Esplosione in piazzale Libia: Adam non ricorda nulla

Gravemente ferito nell’esplosione del suo appartamento, il giovane barman che forse tentò il suicidio non sa dire cosa accadde

Esplosione appartamento in piazzale Libia

Esplosione appartamento in piazzale Libia

"Non mi ricordo niente, non lo so cosa è successo". Ora che sta meglio e può pensare a riprendersi la sua vita, Adam Serdiuchenko, 30 anni, ripete di non saper dire nulla di quello che è stato. Sono passati quattro mesi dal drammatico scoppio nella palazzina di piazzale Libia, quando un’esplosione di gas nel suo appartamento ridusse in fin di vita il giovane barman di origini ucraine e ferì una decina di persone. Dopo aver visto la morte in faccia, il ragazzo si sta lentamente riprendendo ed è riuscito a parlare con gli investigatori che sono andati a trovarlo in ospedale nel tentativo di capire cosa successe davvero quella mattina.
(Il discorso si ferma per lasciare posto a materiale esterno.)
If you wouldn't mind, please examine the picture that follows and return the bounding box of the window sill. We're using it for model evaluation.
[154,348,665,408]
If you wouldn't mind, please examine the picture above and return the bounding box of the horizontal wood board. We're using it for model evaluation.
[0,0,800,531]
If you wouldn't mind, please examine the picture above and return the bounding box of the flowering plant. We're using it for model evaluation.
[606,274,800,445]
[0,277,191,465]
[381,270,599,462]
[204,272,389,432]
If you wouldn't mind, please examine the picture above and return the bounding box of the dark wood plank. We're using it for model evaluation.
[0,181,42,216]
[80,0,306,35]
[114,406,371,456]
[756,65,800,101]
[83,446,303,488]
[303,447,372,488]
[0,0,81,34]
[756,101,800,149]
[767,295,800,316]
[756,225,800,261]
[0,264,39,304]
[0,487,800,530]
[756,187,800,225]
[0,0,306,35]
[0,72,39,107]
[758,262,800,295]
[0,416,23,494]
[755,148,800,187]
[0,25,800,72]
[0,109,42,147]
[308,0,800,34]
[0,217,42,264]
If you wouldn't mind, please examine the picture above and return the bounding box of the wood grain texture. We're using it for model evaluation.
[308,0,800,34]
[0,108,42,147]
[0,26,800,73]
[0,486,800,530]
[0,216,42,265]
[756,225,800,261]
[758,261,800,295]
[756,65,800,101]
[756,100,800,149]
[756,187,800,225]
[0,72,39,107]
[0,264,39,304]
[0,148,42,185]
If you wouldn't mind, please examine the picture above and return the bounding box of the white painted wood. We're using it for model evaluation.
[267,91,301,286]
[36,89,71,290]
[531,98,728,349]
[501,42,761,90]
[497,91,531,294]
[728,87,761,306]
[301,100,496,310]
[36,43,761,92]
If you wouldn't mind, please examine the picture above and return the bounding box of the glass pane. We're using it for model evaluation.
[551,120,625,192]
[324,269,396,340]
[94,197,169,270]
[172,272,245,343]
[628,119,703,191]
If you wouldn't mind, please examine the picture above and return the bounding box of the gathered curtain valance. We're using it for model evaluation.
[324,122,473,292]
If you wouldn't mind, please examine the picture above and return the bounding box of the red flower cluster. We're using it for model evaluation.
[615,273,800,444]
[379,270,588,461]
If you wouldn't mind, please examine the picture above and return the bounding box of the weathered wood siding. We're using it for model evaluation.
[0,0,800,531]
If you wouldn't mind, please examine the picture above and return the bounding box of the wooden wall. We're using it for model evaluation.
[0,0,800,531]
Per quanto difficile da accettare per chi gli sta vicino, l’ipotesi più probabile è che Adam abbia tentato il suicidio. Già a suo tempo, quando ancora non era cosciente, i familiari ottennero per lui dal giudice la nomina di un amministratore di sostegno che a sua volta ha incaricato un legale. Appena è stato di nuovo in grado di comunicare senza eccessivo sforzo, il giovane barman è stato sentito dagli inquirenti. Formalmente è ancora solo una delle diverse parti lese dall’esplosione per il momento senza responsabili. Ma è evidente che il pm Mauro Clerici, che coordina le indagini sullo scoppio avvenuto nella palazzina, vorrebbe ascoltare la sua versione dei fatti dopo che dagli accertamenti condotti dai vigili del fuoco e dai consulenti tecnici incaricati dalla Procura parrebbe non esserci dubbio sul fatto che si sia trattato di atto volontario. Fin dal primo sopralluogo, infattti, il tubo del gas nella cucina dell’appartamento abitato da Serdiuchenko è stato trovato staccato.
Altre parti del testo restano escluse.